Пальцы рубят, зубы рвут —
В службу царскую нейдут.

А третьи, как тараканы, расползаются, по щелям забиваются, отсиживаются. Тюрьмы да остроги битком набиты изловленными, которых ждут плети да отсылка в армию. А всколыхнулся народушко — у власти под рукой потребной силы нет, чтобы эту всколыхнувшуюся орду осадить. Стоят по степным городкам гарнизоны, да разве это сила? Или инвалидные команды из гарнизонных крыс беззубых, или молодятина, только поставленная под ружье и тоскующая по дому.

Если бы не был таким глухим да отовсюду далеким тот край, где таившееся под землей пламя бунта прорвалось, спохватился бы вовремя Питер. Пришли бы настоящие, правильно устроенные и умело руководимые военные силы и попросту затоптали бы бунт тяжелыми солдатскими сапогами. Но Питер далек, три года скачи — не доскачешь. Да и даже когда до Питера дошли вести о том, что где-то, чуть не на краю света, появился «царь-батюшка» из бородатых донских казаков, не было сие принято во внимание. Смешным даже показалось.
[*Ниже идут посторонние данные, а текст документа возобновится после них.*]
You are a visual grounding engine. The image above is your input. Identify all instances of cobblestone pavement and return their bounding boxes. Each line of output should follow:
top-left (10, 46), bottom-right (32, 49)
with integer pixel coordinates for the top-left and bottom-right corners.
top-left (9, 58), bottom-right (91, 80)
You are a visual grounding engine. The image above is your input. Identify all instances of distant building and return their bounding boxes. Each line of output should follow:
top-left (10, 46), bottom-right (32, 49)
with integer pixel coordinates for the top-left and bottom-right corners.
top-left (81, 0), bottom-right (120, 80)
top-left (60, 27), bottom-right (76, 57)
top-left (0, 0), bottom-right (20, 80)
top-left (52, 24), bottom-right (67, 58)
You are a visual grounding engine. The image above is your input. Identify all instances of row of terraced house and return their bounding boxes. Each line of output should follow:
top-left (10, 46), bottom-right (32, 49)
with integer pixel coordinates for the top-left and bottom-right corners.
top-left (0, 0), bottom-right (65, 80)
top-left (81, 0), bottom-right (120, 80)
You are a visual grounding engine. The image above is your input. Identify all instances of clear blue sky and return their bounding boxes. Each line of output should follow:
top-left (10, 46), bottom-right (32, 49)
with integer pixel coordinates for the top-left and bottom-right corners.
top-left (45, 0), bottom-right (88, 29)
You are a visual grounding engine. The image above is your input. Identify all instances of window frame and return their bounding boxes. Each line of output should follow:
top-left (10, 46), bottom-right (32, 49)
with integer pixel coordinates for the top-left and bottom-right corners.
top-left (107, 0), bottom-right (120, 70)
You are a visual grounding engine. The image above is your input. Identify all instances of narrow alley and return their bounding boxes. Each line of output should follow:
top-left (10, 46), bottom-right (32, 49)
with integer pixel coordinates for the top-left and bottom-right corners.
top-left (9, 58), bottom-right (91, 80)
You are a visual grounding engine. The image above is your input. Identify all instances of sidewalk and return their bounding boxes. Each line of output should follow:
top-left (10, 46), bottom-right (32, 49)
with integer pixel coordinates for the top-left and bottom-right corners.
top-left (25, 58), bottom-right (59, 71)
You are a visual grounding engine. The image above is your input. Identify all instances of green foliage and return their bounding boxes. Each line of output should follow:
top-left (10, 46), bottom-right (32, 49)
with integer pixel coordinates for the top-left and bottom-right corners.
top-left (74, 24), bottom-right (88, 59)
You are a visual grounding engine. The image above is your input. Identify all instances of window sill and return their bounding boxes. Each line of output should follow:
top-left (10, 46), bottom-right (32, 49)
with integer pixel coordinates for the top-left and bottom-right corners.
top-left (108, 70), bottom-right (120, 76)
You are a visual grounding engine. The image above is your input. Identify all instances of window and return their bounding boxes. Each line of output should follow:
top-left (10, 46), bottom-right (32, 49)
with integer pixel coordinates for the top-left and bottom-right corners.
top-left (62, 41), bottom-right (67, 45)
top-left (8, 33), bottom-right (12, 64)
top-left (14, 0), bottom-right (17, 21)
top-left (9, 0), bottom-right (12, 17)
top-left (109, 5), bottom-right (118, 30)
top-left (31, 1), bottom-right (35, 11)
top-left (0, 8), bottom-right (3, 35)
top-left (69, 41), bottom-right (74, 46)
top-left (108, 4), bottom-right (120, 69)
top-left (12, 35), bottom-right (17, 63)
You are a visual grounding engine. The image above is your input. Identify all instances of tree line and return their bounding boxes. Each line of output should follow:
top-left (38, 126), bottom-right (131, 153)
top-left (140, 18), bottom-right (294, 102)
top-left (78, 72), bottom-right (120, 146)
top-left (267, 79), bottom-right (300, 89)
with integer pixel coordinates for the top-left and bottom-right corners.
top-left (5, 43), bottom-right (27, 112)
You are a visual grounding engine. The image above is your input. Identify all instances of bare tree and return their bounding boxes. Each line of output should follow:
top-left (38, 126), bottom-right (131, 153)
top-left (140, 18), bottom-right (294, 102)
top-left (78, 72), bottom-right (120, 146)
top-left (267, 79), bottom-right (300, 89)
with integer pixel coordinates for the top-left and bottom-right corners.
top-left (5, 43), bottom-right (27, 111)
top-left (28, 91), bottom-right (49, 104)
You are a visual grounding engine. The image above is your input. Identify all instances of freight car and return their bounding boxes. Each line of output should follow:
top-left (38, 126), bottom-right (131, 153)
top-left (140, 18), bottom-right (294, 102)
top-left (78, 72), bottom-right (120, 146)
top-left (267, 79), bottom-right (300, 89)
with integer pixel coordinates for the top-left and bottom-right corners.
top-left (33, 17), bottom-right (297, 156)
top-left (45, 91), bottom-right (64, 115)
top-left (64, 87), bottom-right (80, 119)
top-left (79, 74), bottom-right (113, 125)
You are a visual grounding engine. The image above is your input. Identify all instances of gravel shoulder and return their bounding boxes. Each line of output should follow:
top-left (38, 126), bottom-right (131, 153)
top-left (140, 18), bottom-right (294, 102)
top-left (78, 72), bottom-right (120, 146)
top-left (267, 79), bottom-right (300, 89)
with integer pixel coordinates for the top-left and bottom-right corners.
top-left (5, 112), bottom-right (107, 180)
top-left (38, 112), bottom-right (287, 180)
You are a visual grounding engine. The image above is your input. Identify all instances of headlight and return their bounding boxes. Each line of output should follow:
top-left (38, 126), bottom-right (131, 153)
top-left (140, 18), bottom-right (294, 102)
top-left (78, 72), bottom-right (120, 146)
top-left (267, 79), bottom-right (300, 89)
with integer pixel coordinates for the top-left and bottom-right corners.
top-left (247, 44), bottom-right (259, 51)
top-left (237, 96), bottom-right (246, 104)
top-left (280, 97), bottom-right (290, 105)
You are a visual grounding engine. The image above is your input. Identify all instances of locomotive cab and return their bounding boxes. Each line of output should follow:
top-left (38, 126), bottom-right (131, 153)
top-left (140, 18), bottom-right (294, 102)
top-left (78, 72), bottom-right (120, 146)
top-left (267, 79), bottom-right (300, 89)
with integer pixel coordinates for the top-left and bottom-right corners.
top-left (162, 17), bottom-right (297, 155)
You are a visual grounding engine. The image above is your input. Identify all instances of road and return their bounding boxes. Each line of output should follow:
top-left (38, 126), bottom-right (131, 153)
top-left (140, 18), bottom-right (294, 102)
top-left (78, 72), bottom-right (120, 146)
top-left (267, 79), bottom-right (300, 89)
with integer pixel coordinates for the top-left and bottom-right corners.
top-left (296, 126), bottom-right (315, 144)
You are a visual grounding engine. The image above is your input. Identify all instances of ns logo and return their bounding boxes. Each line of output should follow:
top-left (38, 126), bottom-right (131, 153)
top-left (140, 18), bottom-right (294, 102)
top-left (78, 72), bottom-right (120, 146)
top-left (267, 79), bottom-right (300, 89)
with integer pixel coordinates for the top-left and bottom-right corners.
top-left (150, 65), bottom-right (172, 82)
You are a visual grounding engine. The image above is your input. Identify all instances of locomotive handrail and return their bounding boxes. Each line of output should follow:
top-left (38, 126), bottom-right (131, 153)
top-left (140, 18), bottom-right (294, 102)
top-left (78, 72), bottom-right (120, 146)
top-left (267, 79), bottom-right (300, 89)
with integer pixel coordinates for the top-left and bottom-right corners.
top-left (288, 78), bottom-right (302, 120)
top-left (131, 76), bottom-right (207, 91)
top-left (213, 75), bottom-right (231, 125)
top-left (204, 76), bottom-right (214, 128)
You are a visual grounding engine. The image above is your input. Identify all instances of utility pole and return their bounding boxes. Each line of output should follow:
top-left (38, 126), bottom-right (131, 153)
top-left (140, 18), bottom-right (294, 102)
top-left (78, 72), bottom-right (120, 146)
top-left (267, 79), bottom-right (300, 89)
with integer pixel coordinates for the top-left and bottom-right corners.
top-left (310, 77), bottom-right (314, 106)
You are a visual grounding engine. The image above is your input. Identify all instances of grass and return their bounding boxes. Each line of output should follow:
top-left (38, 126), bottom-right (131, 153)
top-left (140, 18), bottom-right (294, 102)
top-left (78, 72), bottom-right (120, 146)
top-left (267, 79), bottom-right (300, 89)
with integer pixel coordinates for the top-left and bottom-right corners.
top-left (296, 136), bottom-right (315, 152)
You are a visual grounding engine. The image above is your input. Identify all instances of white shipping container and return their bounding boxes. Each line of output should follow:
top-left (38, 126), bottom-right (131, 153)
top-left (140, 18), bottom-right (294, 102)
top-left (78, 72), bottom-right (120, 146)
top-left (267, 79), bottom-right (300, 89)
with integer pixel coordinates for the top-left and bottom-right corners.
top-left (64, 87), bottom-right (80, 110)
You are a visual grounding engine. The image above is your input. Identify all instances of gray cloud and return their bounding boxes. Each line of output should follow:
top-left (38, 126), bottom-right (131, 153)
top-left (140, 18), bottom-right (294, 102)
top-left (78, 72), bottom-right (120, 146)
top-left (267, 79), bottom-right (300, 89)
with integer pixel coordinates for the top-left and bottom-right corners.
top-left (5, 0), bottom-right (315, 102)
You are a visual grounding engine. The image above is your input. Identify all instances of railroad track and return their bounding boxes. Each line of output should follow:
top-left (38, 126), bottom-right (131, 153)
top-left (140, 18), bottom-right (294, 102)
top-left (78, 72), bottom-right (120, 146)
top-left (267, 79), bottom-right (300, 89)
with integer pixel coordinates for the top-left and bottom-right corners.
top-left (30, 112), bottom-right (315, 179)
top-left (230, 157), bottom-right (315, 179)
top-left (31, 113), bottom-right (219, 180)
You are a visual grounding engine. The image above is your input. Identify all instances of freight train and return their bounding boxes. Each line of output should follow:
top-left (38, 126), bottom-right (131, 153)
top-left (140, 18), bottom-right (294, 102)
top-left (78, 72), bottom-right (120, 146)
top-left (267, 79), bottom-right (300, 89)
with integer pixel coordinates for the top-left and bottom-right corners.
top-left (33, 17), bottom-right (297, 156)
Да, пожалуй, и впрямь смешно было. Вон, в какой-то степной крепостце нашелся бравый комендант, капитан Бошняк. И было с ним воинской силы, как кот наплакал. На сам-то Бошняк оказался человеком, который шутить не любит. Со своими инвалидами, да казаками, да набранными из мирных обывателей добровольцами несколько раз наложил по загривку наползавшим в его, Бошняка, крепостцу мятежникам.

Только таких Бошняков — один, два да и обчелся, а многие совсем не такими оказались, не сумели, не смогли оказать отпор разгулявшимся толпам. Растерялись, смалодушничали, допустили, что под рукой у Пугачева оказались многие тысячи темного и буйного острожного и степного люду. И появилась у него и казачья кавалерия, и пехота, и даже «антилерия» из захваченных здесь и там старых пушченок.
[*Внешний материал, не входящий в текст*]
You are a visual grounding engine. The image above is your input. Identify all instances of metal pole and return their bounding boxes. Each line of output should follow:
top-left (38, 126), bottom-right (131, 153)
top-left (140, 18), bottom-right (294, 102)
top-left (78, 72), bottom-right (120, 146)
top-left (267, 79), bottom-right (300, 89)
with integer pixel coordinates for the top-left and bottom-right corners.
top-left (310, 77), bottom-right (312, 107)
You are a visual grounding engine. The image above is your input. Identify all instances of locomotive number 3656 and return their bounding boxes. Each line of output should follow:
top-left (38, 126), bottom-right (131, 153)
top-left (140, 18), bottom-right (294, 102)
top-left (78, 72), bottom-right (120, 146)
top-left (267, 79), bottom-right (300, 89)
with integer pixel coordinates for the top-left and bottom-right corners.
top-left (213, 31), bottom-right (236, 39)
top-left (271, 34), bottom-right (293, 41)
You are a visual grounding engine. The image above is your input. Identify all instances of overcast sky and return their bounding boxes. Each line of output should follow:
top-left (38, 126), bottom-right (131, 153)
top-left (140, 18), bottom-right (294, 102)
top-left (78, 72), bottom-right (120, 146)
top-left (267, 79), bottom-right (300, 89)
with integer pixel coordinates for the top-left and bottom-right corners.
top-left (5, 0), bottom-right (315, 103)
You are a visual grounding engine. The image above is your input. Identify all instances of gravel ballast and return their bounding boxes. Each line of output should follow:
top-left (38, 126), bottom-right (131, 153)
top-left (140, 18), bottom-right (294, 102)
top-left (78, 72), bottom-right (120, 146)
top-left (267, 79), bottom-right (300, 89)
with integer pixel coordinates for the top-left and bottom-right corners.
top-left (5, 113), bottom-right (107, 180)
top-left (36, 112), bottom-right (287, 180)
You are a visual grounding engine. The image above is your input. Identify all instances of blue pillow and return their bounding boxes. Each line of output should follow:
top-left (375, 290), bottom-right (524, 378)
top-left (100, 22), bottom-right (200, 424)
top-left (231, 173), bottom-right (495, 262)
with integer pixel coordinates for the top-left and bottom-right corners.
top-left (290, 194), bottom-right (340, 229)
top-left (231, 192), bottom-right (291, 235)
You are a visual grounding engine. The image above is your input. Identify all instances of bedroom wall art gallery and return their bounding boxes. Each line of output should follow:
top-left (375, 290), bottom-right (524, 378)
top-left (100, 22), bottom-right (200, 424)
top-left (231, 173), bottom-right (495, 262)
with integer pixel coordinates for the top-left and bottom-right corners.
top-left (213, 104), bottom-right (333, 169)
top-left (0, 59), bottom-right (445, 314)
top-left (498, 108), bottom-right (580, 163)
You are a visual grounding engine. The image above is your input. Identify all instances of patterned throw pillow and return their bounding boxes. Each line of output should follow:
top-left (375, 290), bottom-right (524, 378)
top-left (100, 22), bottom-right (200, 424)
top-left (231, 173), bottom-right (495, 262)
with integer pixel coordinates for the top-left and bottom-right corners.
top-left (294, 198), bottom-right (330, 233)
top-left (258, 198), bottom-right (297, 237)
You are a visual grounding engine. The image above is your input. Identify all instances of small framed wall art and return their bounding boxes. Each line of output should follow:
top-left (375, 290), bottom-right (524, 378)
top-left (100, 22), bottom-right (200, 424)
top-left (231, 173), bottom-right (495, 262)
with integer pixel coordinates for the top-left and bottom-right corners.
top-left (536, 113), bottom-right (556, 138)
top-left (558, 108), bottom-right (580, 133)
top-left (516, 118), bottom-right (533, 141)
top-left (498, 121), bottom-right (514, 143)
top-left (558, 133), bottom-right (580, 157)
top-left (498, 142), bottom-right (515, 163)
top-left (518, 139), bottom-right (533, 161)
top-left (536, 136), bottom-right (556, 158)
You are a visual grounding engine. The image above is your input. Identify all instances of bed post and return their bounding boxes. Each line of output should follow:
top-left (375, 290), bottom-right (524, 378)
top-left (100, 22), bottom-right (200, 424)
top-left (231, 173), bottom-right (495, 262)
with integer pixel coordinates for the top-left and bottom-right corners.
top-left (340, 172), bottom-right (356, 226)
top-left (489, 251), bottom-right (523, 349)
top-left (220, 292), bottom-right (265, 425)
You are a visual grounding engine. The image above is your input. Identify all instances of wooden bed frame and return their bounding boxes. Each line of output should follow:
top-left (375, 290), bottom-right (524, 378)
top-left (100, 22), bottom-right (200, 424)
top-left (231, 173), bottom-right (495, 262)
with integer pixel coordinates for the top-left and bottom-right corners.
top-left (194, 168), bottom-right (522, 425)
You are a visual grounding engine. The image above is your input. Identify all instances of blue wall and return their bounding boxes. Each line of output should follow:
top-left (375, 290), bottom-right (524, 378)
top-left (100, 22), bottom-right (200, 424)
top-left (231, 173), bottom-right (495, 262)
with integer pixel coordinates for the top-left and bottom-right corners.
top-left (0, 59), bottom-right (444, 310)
Слух, что где-то между Уралом и Волгой идет большое восстание, в котором принимают участие и казаки, проник за границу и был там подхвачен с радостью. Старый Фридрих вспомнил то не столь уж далекое время, когда русские головотяпы добрались-таки до Берлина и в Потсдаме чеканили свою монету, а в самом Берлине однажды посекли плетями каких-то пашквилянтов, осмелившихся «продерзостно писать о ее императорском величестве, Елизавете Петровне». Вспомнил Старый Фриц, которого русские уже называли старым хрычом, что Петр Федорович, — не этот, разумеется, безграмотный казачий урядник и сторонник двуперстного сложения, а настоящий Петр Федорович из захудалых шлезвиг-голштинских принцев, по капризу судьбы попавший на российский императорский престол, — спас его, короля прусского, бывшего уже на краю гибели, заключив нелепейший и обиднейший для России мир. И вспомнил, как против этого нелепейшего мира, лишившего Россию всех, добытых путем долголетней и столь дорого обошедшейся войны, выгод, возмущалась молодая супруга Петра Федоровича, словно и впрямь позабывшая о своем немецком происхождении.
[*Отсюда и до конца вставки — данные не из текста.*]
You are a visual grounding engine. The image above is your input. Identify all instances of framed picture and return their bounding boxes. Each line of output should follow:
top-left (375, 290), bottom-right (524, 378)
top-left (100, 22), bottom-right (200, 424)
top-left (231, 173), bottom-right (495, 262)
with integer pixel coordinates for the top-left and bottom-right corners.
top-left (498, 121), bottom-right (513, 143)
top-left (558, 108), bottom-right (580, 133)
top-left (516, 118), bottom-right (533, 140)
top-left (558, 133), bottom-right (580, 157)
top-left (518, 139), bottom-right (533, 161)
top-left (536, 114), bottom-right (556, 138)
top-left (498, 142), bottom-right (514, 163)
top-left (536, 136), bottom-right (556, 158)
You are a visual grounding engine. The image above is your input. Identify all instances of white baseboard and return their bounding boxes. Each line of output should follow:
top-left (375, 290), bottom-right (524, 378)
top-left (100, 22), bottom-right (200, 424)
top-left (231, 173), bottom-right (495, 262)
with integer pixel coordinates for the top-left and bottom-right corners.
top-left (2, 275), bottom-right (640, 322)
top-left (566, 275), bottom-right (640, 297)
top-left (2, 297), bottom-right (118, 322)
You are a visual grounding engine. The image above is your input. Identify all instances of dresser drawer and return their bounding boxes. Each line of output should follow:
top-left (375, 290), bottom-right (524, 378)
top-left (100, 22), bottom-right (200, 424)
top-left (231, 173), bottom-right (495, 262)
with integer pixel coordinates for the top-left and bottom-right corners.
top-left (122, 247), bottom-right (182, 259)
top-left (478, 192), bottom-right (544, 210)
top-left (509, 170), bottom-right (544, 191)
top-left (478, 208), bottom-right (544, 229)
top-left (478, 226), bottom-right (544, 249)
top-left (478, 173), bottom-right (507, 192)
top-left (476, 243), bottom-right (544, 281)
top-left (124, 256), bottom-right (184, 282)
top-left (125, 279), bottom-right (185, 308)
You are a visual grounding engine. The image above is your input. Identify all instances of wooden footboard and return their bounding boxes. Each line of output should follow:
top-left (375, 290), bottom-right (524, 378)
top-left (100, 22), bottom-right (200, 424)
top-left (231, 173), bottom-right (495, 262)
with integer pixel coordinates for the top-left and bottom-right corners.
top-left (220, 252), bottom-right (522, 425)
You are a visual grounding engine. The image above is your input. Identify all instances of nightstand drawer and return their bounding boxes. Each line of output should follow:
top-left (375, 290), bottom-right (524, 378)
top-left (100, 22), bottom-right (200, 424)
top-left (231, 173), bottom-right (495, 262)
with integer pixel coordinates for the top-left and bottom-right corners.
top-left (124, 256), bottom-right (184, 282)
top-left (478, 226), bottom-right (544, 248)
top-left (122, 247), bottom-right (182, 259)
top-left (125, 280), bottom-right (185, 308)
И Старый Фриц решил: «Помочь этому бородатому дикарю я, разумеется, остерегусь, по крайней мере, пока что. Но на всякий случай не мешает и мне держаться настороже да не мешает под рукою и дать знать Пугачеву, что я его действия одобряю». Посланцы Старого Фрица, друга энциклопедистов, покровителя Вольтера и прочих философов, стали доставлять в стан скитавшегося в степях Пугачева «грамотки», в которых «пруцкой король» рассыпался в любезностях по адресу Емельки Пугачева и упоминал о своих к нему родственных и дружеских чувствах.

Зашевелилась и Австрия: снова и снова в венском министерстве иностранных дел стали вспоминать, что еще во дни, когда в московском Кремле сидел «царь Деметриус», отцы-иезуиты усиленно выдвигали проект соглашения между Австрией и Польшей на предмет Великого Герцогства Киевского с тем, чтобы на престоле этого нового Великого Герцогства воссел один из Габсбургов. Тогда против этого проекта поднялось польское шляхество: оно смотрело на Украину как на свое законное достояние и не было расположено уступать это свое достояние австрийскому цесарю.

А вот теперь, полтораста или сто шестьдесят лет спустя, обстоятельства складываются уже многим благоприятнее для Габсбургов: Польша сама разваливается. Если суждено развалиться и сколоченной Романовыми Российской империи, почему Австрии не выступить в роли ее наследника? Хорошо было бы добраться до берегов Черного моря, тогда Молдово-Валахия сама упадет, как спелый плод, в руки Австрии.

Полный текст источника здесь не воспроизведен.